En este sentido, el uke viene a ser la persona más importante del equipo. Una afirmación un tanto metafísica, puesto que todos somos (y no somos) ukes al mismo tiempo. Además, es un concepto extraño hoy en día, en una sociedad donde prima el yo sobre todo el resto. Mis viajes, mis fiestas, mis negocios, mis selfies en el espejo, mis videos bailando el último hit de Bugs Bunny, yo, yo, yo… Sin embargo, dentro de un dojo, aún se encuentra la posibilidad de ayudar a moldear el carácter de quienes llegan a practicar el arte, a través de estos conceptos de crecimiento en manada. Y de alguna manera, contribuir a desacelerar esta caída libre hacia la decadencia.
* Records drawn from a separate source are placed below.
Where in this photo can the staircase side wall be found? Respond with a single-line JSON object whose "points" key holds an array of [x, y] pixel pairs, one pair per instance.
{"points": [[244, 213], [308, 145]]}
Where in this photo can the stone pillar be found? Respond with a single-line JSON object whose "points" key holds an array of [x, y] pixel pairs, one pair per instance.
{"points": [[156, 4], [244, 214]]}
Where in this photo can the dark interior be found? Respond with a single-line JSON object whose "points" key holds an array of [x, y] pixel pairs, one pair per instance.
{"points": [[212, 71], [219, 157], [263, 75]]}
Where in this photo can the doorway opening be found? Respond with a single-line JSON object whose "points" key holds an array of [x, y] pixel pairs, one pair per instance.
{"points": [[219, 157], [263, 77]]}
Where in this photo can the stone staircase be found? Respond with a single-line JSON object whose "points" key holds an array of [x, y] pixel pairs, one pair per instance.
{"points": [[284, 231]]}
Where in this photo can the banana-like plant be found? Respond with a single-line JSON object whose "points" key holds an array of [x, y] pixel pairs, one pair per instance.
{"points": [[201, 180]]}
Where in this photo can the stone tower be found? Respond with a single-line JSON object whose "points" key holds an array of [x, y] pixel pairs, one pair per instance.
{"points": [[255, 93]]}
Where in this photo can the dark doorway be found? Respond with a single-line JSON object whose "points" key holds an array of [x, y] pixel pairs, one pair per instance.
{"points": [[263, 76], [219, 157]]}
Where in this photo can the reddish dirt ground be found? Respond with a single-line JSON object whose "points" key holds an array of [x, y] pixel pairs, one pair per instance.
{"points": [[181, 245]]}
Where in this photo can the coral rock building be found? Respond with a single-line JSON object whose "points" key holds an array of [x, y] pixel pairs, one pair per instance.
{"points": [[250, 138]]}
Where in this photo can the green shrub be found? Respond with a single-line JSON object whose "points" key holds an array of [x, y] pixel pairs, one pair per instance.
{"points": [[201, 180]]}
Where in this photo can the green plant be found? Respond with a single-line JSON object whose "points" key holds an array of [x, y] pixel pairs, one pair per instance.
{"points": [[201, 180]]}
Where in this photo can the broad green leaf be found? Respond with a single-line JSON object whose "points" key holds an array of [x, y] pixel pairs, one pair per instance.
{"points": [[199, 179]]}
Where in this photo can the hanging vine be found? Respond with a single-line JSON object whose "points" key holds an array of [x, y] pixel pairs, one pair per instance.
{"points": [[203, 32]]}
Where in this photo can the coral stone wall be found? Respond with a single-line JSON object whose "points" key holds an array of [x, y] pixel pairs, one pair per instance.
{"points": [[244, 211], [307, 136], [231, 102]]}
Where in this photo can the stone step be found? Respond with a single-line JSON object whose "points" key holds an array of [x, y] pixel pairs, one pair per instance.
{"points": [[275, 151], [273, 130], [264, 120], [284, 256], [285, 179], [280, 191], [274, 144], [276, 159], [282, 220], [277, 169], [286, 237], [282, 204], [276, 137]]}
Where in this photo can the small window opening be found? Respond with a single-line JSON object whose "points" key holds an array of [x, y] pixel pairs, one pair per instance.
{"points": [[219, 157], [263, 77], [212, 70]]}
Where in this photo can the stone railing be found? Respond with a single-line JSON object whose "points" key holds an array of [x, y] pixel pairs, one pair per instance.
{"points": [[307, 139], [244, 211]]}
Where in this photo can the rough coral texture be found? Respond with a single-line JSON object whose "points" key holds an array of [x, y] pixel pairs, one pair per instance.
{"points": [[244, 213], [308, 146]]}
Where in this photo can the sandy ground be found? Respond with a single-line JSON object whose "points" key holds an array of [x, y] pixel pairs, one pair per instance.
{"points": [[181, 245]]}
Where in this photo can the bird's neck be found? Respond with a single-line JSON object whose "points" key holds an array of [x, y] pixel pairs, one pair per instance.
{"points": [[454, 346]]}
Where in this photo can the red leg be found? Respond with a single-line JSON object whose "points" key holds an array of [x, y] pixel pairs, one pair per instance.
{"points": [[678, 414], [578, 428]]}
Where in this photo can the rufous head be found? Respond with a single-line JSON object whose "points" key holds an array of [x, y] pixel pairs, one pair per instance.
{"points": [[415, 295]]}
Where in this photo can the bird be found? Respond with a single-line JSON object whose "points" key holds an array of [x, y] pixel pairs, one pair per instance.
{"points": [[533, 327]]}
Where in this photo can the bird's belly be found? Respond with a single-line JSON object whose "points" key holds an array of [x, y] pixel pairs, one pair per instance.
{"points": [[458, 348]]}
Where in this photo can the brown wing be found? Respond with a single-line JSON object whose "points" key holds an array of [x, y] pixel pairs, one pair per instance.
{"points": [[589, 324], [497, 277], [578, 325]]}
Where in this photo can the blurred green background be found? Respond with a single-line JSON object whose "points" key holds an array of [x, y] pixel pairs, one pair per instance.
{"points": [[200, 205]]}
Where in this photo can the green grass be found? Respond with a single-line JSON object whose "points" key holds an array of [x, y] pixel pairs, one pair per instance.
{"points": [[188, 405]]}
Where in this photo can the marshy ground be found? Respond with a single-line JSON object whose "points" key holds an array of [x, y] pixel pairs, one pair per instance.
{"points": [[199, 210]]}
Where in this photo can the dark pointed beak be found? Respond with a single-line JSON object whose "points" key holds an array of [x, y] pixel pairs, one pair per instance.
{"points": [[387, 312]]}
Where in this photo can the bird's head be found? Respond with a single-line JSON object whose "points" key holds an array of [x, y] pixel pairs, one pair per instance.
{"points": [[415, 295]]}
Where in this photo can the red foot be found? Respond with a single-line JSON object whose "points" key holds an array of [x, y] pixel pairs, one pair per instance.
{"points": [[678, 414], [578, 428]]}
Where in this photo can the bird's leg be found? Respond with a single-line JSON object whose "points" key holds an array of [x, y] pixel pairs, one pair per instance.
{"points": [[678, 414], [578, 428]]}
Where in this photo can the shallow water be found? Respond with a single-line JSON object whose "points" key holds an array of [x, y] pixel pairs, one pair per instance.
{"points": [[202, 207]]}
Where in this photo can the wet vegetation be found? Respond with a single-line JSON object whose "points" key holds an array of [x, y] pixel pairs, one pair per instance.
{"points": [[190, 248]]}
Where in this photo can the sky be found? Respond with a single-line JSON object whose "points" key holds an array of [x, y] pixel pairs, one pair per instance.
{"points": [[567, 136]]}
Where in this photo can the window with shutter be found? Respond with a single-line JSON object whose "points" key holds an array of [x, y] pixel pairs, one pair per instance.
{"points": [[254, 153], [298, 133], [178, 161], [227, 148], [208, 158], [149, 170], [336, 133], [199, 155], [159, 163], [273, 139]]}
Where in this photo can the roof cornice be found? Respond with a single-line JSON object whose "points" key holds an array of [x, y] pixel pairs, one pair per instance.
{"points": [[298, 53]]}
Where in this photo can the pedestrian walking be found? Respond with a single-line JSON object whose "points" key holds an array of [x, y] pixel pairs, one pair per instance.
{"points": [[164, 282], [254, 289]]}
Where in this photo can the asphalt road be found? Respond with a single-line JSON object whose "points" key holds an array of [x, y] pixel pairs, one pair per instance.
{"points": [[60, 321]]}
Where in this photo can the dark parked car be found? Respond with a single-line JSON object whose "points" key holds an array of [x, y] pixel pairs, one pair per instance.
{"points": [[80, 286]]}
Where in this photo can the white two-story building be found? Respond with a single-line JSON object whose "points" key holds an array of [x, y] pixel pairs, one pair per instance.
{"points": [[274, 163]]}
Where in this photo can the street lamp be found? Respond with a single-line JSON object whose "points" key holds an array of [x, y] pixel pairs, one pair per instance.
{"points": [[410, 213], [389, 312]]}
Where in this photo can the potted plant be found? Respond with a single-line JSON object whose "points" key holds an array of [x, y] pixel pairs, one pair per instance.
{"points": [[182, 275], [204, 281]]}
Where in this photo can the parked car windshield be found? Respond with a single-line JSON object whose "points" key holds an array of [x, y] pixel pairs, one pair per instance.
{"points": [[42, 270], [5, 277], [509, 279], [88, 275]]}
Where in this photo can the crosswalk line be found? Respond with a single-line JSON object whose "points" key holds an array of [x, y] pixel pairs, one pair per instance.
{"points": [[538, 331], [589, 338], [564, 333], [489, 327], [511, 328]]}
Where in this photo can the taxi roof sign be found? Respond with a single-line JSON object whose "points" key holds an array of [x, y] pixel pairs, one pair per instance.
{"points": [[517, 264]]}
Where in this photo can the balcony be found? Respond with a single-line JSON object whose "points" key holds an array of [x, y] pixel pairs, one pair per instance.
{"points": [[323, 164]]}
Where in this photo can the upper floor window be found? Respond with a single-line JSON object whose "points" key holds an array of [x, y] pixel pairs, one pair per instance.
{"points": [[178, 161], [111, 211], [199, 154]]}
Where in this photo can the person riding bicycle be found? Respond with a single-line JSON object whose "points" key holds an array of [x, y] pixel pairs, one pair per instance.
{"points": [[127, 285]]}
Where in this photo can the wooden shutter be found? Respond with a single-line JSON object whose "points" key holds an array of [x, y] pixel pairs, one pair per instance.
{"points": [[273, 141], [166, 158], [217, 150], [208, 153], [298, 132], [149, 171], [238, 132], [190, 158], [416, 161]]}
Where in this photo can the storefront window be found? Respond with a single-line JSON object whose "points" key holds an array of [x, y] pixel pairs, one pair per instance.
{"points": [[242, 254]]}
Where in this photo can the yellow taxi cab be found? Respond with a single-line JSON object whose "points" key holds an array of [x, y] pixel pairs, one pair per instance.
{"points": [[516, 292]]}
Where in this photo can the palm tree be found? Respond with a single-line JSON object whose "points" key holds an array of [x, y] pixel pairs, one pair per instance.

Es una hermosa utopía la que se vive dentro del dojo. Quizás por eso las personas se enamoran del camino y se mantienen en él por el resto de sus vidas. Existe algo dentro de esas cuatro paredes y ese tatami, entre la sangre y el sudor, que nos regresa a un lugar cálido y seguro. Irónico, pues cada entrenamiento es una lucha por sobrevivir, pero es esa misma paradoja la que nos mantiene vivos. Después de todo, desde que nacemos entramos en una lucha constante entre la vida y la muerte en este mundo complicado y extraño. Todos los días batallamos contra bacterias y otros organismos — algunos invisibles para nuestros ojos — que quieren matarnos. Y es este mundo al que debemos adaptarnos a como dé lugar. 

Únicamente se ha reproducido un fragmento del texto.